Mere acceptance of any amount allegedly by way of illegal gratification or recovery thereof, dehors the proof of demand, ipso facto, would thus not be sufficient to bring home the charge under these two sections of the Act. 22. As a corollary, failure of the prosecution to prove the demand for illegal gratification would be fatal and mere recovery of the amount from the person accused of the offence under Sections 7 or 13 of the Act would not entail his conviction thereunder. 25. In reiteration of the golden principle which runs through the web of administration of justice in criminal cases, this Court in Sujit Biswas v.
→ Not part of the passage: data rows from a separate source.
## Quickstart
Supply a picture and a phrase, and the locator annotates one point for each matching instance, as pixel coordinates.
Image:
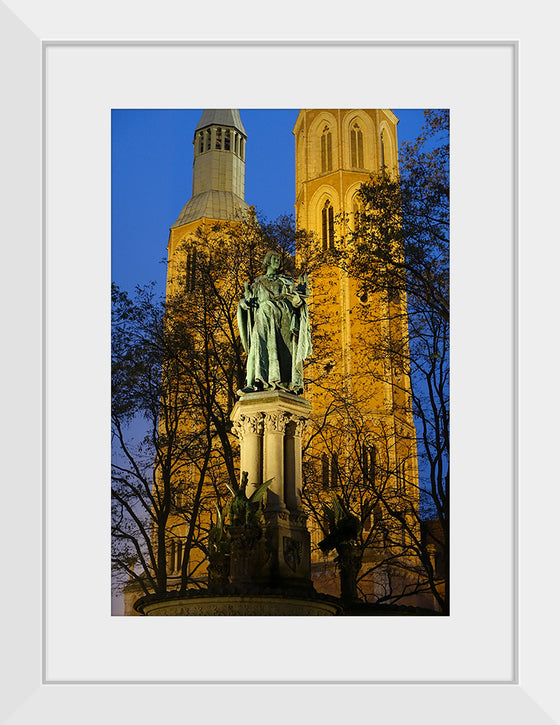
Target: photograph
(280, 341)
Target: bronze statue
(273, 322)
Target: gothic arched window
(369, 464)
(357, 146)
(326, 150)
(327, 225)
(329, 470)
(190, 280)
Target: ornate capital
(301, 425)
(276, 422)
(248, 425)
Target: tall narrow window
(326, 150)
(327, 219)
(190, 275)
(369, 464)
(334, 470)
(357, 147)
(401, 477)
(325, 470)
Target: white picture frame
(525, 693)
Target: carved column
(249, 430)
(273, 447)
(292, 463)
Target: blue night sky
(151, 163)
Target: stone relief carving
(292, 549)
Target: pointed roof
(221, 117)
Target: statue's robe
(275, 334)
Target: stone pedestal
(269, 425)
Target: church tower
(218, 188)
(363, 392)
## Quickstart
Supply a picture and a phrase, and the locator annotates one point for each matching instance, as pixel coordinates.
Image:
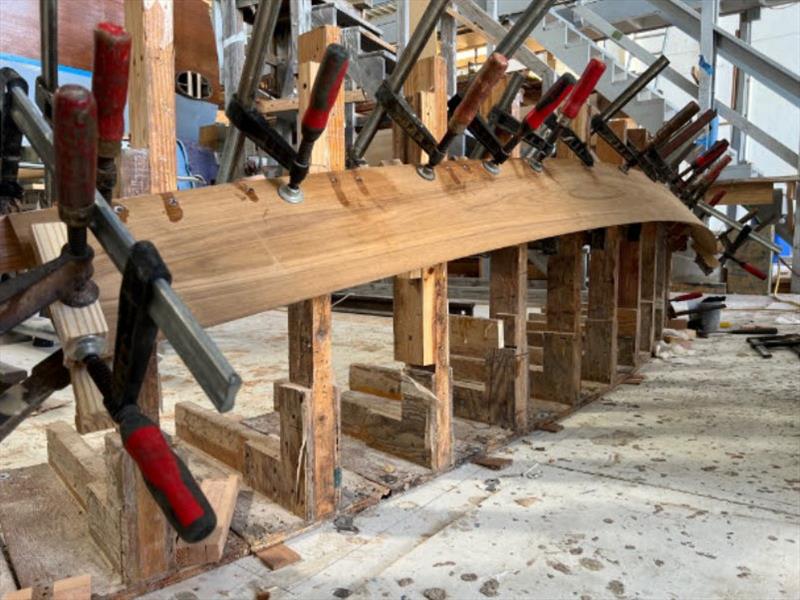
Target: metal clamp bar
(200, 354)
(713, 212)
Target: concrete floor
(686, 486)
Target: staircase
(560, 37)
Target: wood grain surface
(238, 249)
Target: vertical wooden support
(148, 548)
(310, 320)
(561, 361)
(508, 297)
(151, 91)
(662, 256)
(421, 309)
(647, 288)
(630, 275)
(600, 355)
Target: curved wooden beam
(238, 249)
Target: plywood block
(561, 368)
(74, 460)
(221, 494)
(378, 381)
(474, 336)
(71, 324)
(277, 557)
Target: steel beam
(776, 77)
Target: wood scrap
(277, 557)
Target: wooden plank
(385, 382)
(221, 494)
(507, 383)
(743, 192)
(599, 361)
(73, 459)
(628, 299)
(214, 434)
(365, 225)
(647, 289)
(277, 557)
(71, 324)
(475, 336)
(151, 91)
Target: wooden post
(310, 320)
(630, 275)
(647, 289)
(508, 297)
(421, 308)
(662, 256)
(148, 548)
(600, 357)
(561, 361)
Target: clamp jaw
(323, 96)
(558, 126)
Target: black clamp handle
(169, 480)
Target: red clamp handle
(326, 88)
(717, 198)
(714, 173)
(550, 101)
(709, 156)
(75, 148)
(112, 55)
(492, 70)
(687, 296)
(169, 480)
(585, 86)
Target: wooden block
(474, 336)
(75, 462)
(413, 319)
(73, 588)
(277, 557)
(468, 368)
(71, 324)
(378, 381)
(495, 463)
(221, 494)
(103, 514)
(561, 368)
(214, 434)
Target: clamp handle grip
(551, 100)
(167, 477)
(709, 156)
(326, 87)
(75, 150)
(488, 76)
(715, 172)
(585, 86)
(112, 55)
(717, 198)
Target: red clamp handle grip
(754, 271)
(709, 156)
(75, 149)
(717, 198)
(167, 477)
(550, 101)
(714, 173)
(687, 296)
(326, 88)
(112, 55)
(492, 70)
(585, 86)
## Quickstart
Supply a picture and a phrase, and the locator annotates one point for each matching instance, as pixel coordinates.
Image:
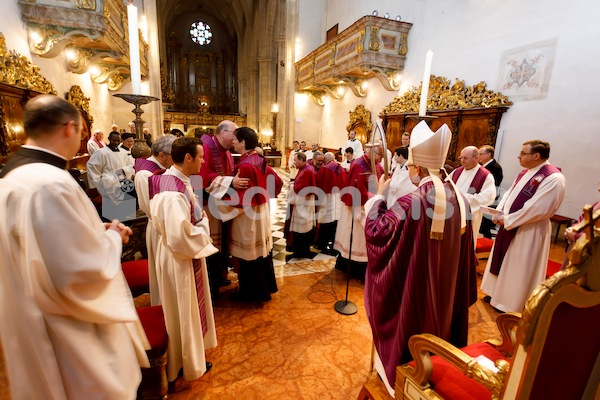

State of Assam (2013)12 SCC 406 had held that suspicion, however grave, cannot take the place of proof and the prosecution cannot afford to rest its case in the realm of "may be" true but has to upgrade it in the domain of "must be" true in order to steer clear of any possible surmise or conjecture. It was held, that the Court must ensure that miscarriage of justice is avoided and if in the facts and circumstances, two views are plausible, then the benefit of doubt must be given to the accused." 12. It is not a case where the allegation exists regarding demand and acceptance of pecuniary advantage or bribe by the petitioner. The offence under Section 13(d) is not made out even on the face of it, if the FIR is perused. 13. In the light of the aforesaid, criminal misc. petition is allowed. The criminal proceedings in pursuance to the FIR No.72/2015 registered with Police Station ACB, Alwar-2 are quashed.